Mr. Raja, in his letter to Ms. Kumar, claimed that the report was “half-baked and half-hearted effort that takes the matter no further and is indeed a disservice to the Parliament”.
Mr. Raja, who was elected from the Nilgiris Constituency in Tamil Nadu on a DMK ticket, recalled that in his February 22, 2013, letter to the Speaker he had said that as the Minister for Communication from May 2007 to November 2010, he was best placed to explain the policy and rationale of the government behind the issuance of Unified Access Services (UAS) licenses and grant of Spectrum, as well as the sequence of events and the role of various individuals and institutions (in 2G Spectrum allocation).
“I had requested that I should be called as a witness to the JPC to tender my evidence. Thereafter, I also took up the matter with the JPC Chairman. Unfortunately, despite my several requests – and the requests of several members of the JPC – the Chairman refused to permit me to depose before the Committee”.
“I had thereafter submitted a detailed written statement, in which I had specifically expressed that ‘I trust that it will be a part of the report to be given’. My trust could not have been breached in a worse manner. Indeed, the final report of the JPC does not even mention my written statement. Thus, the JPC that was to bring out the truth, has chosen to hide behind falsehoods”, he alleged.
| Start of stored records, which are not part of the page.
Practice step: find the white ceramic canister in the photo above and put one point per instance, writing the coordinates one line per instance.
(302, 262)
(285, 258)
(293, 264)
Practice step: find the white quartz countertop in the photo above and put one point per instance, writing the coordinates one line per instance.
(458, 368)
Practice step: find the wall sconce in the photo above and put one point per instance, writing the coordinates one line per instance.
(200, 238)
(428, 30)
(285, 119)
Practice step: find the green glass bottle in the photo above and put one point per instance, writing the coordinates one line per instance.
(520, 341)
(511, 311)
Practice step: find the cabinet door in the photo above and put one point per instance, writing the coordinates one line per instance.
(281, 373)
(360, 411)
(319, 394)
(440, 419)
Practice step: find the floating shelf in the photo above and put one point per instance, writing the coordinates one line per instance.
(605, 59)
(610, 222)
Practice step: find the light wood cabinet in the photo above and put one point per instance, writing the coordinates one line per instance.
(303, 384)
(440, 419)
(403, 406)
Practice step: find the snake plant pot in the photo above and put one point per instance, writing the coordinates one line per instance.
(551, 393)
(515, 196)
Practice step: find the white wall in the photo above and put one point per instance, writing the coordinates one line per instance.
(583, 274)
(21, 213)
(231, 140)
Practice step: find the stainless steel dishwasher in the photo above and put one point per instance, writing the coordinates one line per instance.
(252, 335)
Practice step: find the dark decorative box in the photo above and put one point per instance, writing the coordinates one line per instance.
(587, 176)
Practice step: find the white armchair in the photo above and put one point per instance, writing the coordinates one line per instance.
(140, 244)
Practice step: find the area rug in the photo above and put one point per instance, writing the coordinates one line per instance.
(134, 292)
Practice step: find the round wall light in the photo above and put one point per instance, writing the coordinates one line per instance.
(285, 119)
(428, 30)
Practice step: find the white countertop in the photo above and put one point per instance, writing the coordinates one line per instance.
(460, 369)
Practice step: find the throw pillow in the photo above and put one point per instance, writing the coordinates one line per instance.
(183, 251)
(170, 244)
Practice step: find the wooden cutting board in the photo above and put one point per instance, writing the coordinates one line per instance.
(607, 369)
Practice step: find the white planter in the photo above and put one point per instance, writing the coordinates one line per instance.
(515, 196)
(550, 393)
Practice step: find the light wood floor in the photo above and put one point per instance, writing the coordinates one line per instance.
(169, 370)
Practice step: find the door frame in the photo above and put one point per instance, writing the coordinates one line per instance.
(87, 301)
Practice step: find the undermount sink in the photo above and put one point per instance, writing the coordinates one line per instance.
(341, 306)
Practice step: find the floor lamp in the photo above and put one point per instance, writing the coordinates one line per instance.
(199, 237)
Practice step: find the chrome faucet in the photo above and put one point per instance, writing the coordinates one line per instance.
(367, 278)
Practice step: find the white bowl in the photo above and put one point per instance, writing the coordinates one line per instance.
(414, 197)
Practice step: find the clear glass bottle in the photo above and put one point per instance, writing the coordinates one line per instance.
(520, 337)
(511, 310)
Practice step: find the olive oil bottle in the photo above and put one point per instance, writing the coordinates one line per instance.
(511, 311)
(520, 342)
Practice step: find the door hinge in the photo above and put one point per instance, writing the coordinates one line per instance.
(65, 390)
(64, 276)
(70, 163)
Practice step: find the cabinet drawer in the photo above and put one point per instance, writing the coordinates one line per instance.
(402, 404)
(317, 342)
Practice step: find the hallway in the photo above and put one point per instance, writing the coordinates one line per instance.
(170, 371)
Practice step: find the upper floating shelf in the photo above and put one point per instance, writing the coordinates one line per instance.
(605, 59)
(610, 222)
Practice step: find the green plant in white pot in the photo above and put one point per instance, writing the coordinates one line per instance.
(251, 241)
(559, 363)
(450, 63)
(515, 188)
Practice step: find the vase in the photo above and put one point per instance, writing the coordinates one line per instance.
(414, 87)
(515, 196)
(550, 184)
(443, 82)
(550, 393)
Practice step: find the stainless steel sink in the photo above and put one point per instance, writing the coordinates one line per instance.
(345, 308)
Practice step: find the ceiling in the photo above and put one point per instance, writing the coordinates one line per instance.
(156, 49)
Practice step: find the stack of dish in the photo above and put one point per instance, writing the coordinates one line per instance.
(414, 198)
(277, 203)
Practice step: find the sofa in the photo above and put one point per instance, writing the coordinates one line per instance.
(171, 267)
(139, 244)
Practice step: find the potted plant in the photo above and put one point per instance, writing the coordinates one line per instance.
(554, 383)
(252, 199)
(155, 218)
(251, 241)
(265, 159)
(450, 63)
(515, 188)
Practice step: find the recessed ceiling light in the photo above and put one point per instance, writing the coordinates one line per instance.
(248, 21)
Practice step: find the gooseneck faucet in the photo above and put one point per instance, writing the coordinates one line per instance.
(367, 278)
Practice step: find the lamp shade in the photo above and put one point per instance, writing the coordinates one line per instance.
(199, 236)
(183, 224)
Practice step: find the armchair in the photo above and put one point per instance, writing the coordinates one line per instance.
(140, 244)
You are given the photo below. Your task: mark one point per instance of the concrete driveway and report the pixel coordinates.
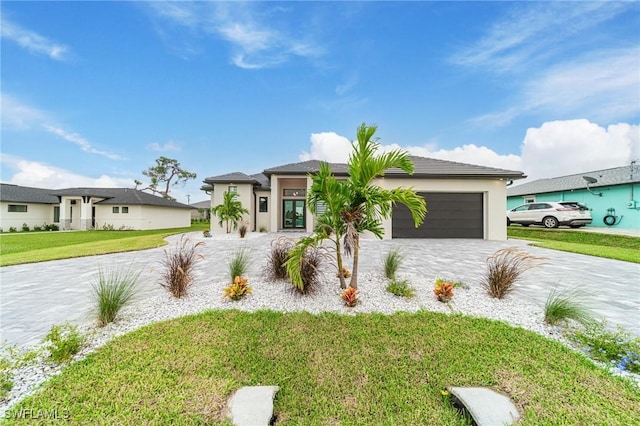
(34, 297)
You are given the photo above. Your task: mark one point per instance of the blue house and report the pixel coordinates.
(612, 195)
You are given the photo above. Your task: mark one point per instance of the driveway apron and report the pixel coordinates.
(33, 297)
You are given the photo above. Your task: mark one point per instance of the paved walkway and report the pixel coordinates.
(34, 297)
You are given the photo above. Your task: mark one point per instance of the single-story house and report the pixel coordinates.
(463, 200)
(89, 208)
(612, 195)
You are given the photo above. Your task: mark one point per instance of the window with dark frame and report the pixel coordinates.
(263, 203)
(17, 208)
(294, 192)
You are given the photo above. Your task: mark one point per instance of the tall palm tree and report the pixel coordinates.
(230, 211)
(370, 204)
(356, 205)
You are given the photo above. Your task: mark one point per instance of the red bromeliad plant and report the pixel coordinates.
(350, 296)
(443, 290)
(238, 289)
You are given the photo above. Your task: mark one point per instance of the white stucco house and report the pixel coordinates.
(463, 200)
(89, 208)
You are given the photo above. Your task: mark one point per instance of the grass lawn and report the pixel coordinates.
(332, 369)
(619, 247)
(30, 247)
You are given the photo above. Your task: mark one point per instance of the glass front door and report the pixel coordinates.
(293, 214)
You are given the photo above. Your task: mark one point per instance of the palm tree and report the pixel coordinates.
(370, 204)
(356, 205)
(230, 211)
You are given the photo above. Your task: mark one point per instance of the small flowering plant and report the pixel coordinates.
(350, 297)
(345, 273)
(238, 289)
(443, 290)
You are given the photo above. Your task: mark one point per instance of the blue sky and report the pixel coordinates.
(93, 92)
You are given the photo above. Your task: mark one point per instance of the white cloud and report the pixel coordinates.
(18, 116)
(328, 146)
(77, 139)
(556, 148)
(256, 42)
(32, 41)
(559, 148)
(168, 146)
(531, 32)
(42, 175)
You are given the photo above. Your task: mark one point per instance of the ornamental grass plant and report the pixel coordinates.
(112, 290)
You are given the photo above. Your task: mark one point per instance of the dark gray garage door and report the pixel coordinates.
(450, 215)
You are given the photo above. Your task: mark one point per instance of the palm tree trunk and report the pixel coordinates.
(356, 256)
(343, 283)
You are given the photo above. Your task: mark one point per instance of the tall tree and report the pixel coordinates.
(356, 205)
(166, 173)
(230, 211)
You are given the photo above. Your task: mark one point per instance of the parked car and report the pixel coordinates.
(550, 214)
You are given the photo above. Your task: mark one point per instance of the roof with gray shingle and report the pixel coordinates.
(423, 167)
(607, 177)
(119, 196)
(305, 167)
(24, 194)
(235, 177)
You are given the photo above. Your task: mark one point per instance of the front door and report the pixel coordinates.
(293, 214)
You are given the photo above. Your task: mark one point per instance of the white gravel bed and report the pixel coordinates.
(277, 296)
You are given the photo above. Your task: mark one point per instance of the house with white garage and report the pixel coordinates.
(463, 200)
(89, 208)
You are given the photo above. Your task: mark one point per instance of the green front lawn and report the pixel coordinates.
(619, 247)
(30, 247)
(332, 369)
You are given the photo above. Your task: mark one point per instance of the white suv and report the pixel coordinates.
(550, 214)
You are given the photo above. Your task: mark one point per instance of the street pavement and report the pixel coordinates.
(33, 297)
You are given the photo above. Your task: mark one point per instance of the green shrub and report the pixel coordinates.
(63, 342)
(112, 291)
(392, 263)
(401, 288)
(239, 264)
(505, 267)
(309, 271)
(613, 346)
(560, 307)
(178, 263)
(279, 254)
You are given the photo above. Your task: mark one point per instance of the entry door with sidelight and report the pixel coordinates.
(293, 214)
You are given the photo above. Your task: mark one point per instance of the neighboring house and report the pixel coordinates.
(463, 200)
(89, 208)
(612, 195)
(202, 210)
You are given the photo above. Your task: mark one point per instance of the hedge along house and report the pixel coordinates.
(612, 195)
(89, 208)
(463, 200)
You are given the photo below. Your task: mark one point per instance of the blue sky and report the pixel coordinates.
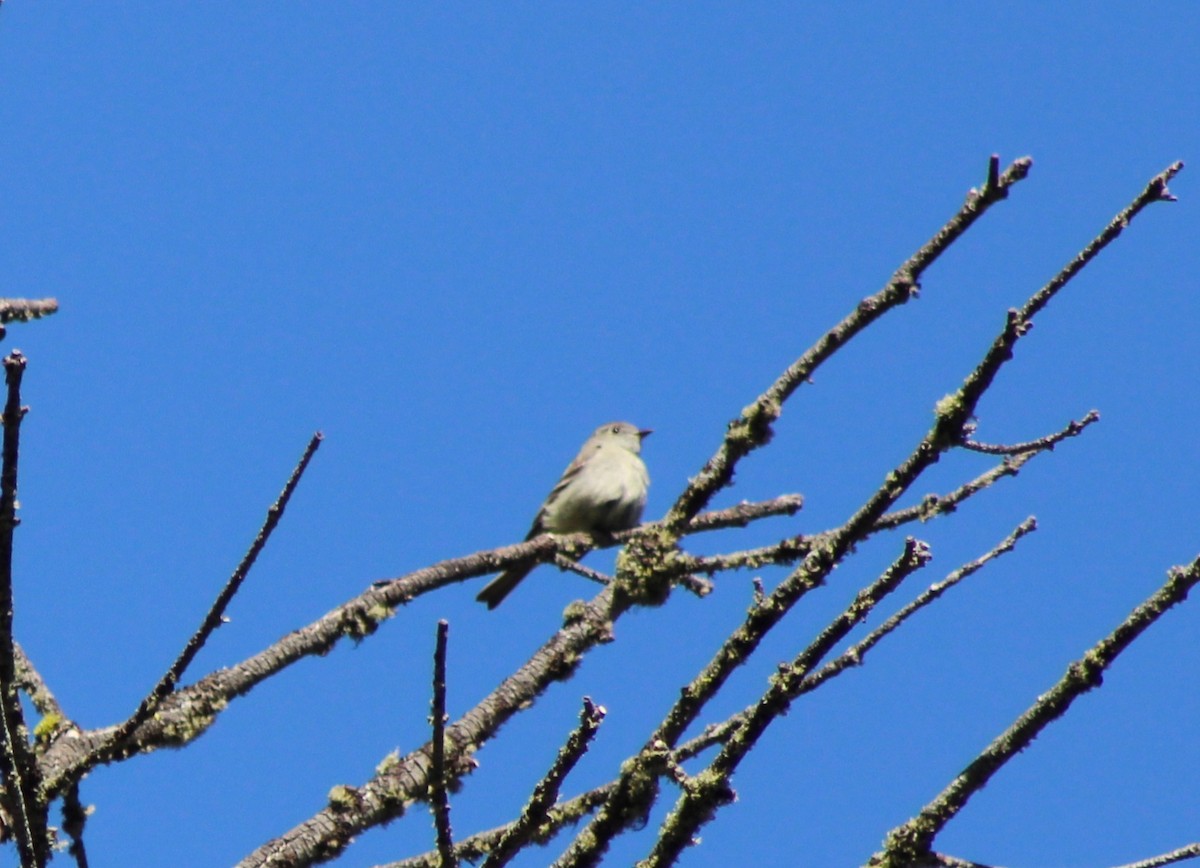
(456, 238)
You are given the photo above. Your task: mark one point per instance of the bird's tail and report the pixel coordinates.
(495, 592)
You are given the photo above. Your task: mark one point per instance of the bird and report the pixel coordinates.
(603, 490)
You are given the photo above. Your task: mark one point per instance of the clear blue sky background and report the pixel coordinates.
(456, 238)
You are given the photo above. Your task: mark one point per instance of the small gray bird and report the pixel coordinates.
(603, 490)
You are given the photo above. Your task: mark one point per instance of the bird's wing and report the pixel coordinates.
(569, 474)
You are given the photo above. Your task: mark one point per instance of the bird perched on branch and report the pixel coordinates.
(603, 490)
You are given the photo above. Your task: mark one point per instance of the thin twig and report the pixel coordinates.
(545, 794)
(23, 310)
(711, 790)
(856, 653)
(17, 761)
(214, 618)
(753, 429)
(1073, 430)
(439, 802)
(75, 818)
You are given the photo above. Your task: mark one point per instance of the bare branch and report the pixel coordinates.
(545, 795)
(753, 429)
(916, 837)
(119, 737)
(1183, 852)
(1043, 443)
(21, 774)
(707, 792)
(23, 310)
(855, 656)
(942, 504)
(439, 801)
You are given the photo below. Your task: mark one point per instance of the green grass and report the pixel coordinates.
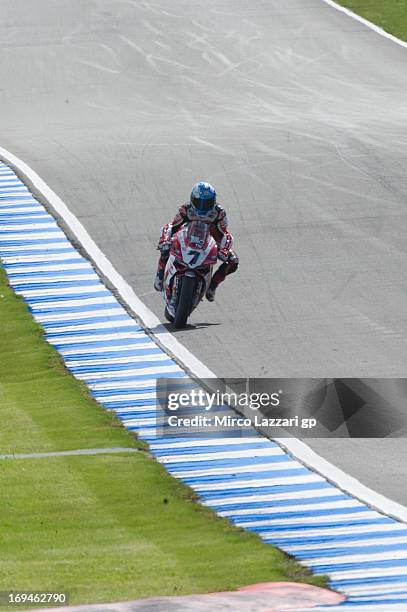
(391, 15)
(107, 527)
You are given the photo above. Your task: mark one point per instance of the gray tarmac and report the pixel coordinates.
(294, 111)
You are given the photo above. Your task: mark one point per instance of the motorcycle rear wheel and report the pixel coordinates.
(185, 300)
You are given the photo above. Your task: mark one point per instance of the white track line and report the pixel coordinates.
(297, 448)
(365, 22)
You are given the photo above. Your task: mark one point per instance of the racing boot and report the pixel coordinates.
(211, 291)
(158, 283)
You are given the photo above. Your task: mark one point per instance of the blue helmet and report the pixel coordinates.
(203, 198)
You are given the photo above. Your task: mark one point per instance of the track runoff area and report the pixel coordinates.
(252, 481)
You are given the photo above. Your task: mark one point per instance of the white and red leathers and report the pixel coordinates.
(217, 220)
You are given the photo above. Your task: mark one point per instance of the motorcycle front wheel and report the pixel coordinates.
(185, 300)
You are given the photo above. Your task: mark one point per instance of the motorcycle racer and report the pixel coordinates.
(201, 207)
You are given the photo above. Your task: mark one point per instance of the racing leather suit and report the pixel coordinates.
(219, 231)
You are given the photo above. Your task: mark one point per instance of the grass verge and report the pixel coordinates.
(391, 15)
(106, 527)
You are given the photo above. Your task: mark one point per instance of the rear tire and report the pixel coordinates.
(185, 301)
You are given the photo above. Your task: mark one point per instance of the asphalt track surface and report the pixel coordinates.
(294, 111)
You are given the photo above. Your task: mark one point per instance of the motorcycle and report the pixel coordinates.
(193, 253)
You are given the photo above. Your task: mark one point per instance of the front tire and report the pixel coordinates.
(185, 300)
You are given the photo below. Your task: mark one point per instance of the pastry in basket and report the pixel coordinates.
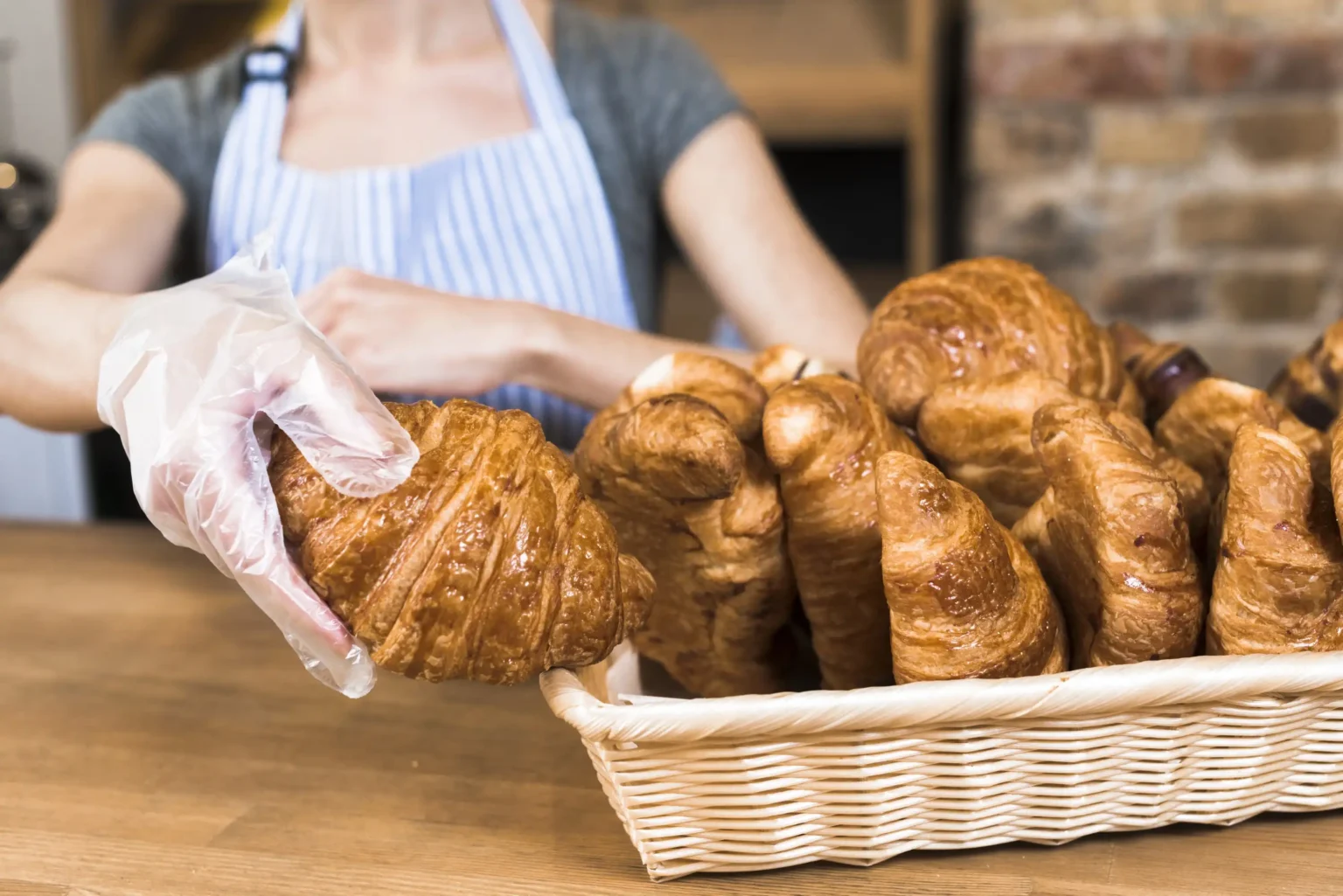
(824, 435)
(1279, 582)
(966, 598)
(1112, 538)
(673, 467)
(782, 365)
(979, 433)
(1195, 414)
(488, 563)
(979, 318)
(1311, 385)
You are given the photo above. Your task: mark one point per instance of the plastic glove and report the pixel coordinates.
(184, 383)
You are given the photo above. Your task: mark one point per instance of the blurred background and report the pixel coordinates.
(1174, 163)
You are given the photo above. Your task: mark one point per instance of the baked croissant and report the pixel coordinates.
(1112, 540)
(1279, 580)
(979, 318)
(979, 433)
(966, 598)
(1197, 414)
(486, 563)
(672, 463)
(1311, 385)
(782, 365)
(824, 435)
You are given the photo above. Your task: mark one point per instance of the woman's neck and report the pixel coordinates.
(344, 32)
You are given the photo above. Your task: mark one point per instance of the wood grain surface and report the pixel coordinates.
(160, 739)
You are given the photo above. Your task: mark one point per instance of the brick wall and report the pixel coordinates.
(1175, 163)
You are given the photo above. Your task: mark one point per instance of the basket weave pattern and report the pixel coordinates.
(749, 783)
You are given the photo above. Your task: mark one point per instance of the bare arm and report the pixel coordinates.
(732, 214)
(112, 237)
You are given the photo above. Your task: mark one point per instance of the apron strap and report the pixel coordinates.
(536, 72)
(268, 78)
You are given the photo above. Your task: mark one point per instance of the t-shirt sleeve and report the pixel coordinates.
(673, 93)
(155, 119)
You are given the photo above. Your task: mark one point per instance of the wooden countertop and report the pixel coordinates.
(160, 739)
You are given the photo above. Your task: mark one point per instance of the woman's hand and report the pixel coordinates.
(192, 382)
(408, 339)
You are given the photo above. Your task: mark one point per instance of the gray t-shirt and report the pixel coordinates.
(639, 90)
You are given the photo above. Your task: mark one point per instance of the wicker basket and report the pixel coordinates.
(748, 783)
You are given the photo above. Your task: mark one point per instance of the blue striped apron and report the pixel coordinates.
(520, 218)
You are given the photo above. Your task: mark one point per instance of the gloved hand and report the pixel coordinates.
(183, 383)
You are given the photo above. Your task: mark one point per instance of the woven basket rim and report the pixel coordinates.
(1069, 695)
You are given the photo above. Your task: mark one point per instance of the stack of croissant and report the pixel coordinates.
(1006, 490)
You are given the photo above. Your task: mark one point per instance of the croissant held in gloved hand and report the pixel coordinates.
(486, 563)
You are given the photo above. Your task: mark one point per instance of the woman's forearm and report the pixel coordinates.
(588, 362)
(52, 335)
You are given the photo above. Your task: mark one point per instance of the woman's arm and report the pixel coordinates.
(732, 212)
(732, 215)
(112, 237)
The DMK MP also accused Mr. Chacko of adopting a “partisan and political role” and of ensuring “a report that was more political than parliamentarian in character”.
He claimed that in the Minute of Dissent (MoD) by the MPs belonging to the BJP, his written statement had been repeatedly referred to and relied upon. It was evident that his written statement forms an integral part of MoD. Despite such clear and unambiguous MoD, the JPC Chairman had chosen to exclude his written statement. “I now understand that the Chairman of the JPC made his intentions clear when he refused to let me depose before the Committee”.
However, “I believe it can be safely said that the credibility of the JPC has touched new depths when the Chairman chose to exclude my written statement from the Report. It is nothing but an act of cowardice, intended solely to prevent the truth from being known”, Mr. Raja alleged.
CPI Lok Sabha member and JPC member Gurudas Das Gupta supported Mr. Raja’s letter to the Speaker by stating that though he (Mr. Raja) was an accused in the 2G Spectrum scam, still his opinion and views must have been part of the JPC‘s report. Mr. Gupta told The Hindu that he too would be writing a letter to the Speaker referring about the “inadequacies” in the JPC’s final report despite availability of fresh evidences.
Meanwhile, informed sources said the second volume of the JPC report, consisting of annexures that included details of the minutes of every meeting of the Committee, has been kept in the parliamentary library for the elected members to go through. It was really a voluminous one making it highly impossible to circulate volume 2 to every member, they said.